The code is similar to Example 32.2.1 but with more complicated gradient and Hessian. To avoid notational confusion, it uses
x for the vector \((x_1, x_2)\) and v for the vector \((x_1, x_2, \lambda)\text{.}\) The functions Fg and Fh below are the gradient and Hessian of the function
\begin{equation*}
F(x_1, x_2, \lambda) = x_1^4 + \exp(3x_1+x_2) - \lambda (x_1^2 + x_2^2 - 1)
\end{equation*}
We equate
Fg to zero vector, and use Fh according to Newton’s method.f = @(x) x(1)^4 + exp(3*x(1)+x(2));
Fg = @(v) [4*v(1)^3 + 3*exp(3*v(1) + v(2)) - v(3)*(2*v(1)); ...

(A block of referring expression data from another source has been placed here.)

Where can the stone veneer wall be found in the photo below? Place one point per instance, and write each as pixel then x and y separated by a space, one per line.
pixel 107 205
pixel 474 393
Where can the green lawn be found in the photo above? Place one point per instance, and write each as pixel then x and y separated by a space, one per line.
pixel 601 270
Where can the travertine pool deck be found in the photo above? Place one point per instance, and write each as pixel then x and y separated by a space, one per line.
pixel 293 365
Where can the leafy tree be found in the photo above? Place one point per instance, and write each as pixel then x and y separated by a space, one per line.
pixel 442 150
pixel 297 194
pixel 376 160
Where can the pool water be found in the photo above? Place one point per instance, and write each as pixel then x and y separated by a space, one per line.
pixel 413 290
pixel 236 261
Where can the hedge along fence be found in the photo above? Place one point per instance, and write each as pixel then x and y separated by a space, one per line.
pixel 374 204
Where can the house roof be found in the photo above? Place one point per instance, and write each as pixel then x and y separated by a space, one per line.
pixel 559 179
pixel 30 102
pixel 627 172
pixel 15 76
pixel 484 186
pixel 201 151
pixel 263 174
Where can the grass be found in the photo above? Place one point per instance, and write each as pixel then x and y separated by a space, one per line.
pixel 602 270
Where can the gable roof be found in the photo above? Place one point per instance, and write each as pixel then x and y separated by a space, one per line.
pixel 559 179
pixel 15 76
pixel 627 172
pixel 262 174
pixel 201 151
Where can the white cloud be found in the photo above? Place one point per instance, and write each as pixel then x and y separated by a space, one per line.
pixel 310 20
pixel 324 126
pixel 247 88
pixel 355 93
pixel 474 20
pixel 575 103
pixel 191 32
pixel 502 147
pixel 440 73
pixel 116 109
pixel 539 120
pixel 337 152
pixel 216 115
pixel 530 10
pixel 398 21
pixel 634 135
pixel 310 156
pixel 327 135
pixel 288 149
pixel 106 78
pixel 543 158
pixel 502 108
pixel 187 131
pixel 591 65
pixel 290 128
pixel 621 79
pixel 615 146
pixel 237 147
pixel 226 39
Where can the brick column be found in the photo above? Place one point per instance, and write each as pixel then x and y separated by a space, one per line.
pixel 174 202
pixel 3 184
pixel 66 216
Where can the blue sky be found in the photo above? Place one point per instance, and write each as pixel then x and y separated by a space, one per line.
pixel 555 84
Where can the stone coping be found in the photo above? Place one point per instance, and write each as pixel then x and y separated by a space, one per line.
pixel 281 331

exp(3*v(1) + v(2)) - v(3)*(2*v(2)); ...
-(v(1)^2 + v(2)^2 - 1)];
Fh = @(v) [12*v(1)^2 + 9*exp(3*v(1) + v(2)) - v(3)*2, 3*exp(3*v(1) + v(2)), -(2*v(1)); ...
3*exp(3*v(1) + v(2)), exp(3*v(1) + v(2)) - v(3)*2, -(2*v(2)); ...
-2*v(1), -2*v(2), 0];
v = randn(3, 1);
max_tries = 10000;
for k=1:max_tries
dv = -Fh(v)\Fg(v);
v = v + dv;
if norm(dv) < 1e-6
break
end
end
x = v(1:2);
if k < max_tries
fprintf('Found x = (%g, %g) with f(x) = %g after %d steps\n', x, f(x), k);
else
disp('Failed to converge')
end
The method converges quickly and the point it finds satisfies to constraint. But this point is often a maximum rather than a minimum of the function. As usual with Newton’s method, the situation can be improved by running a rough search algorithm first, just to locate a good starting point.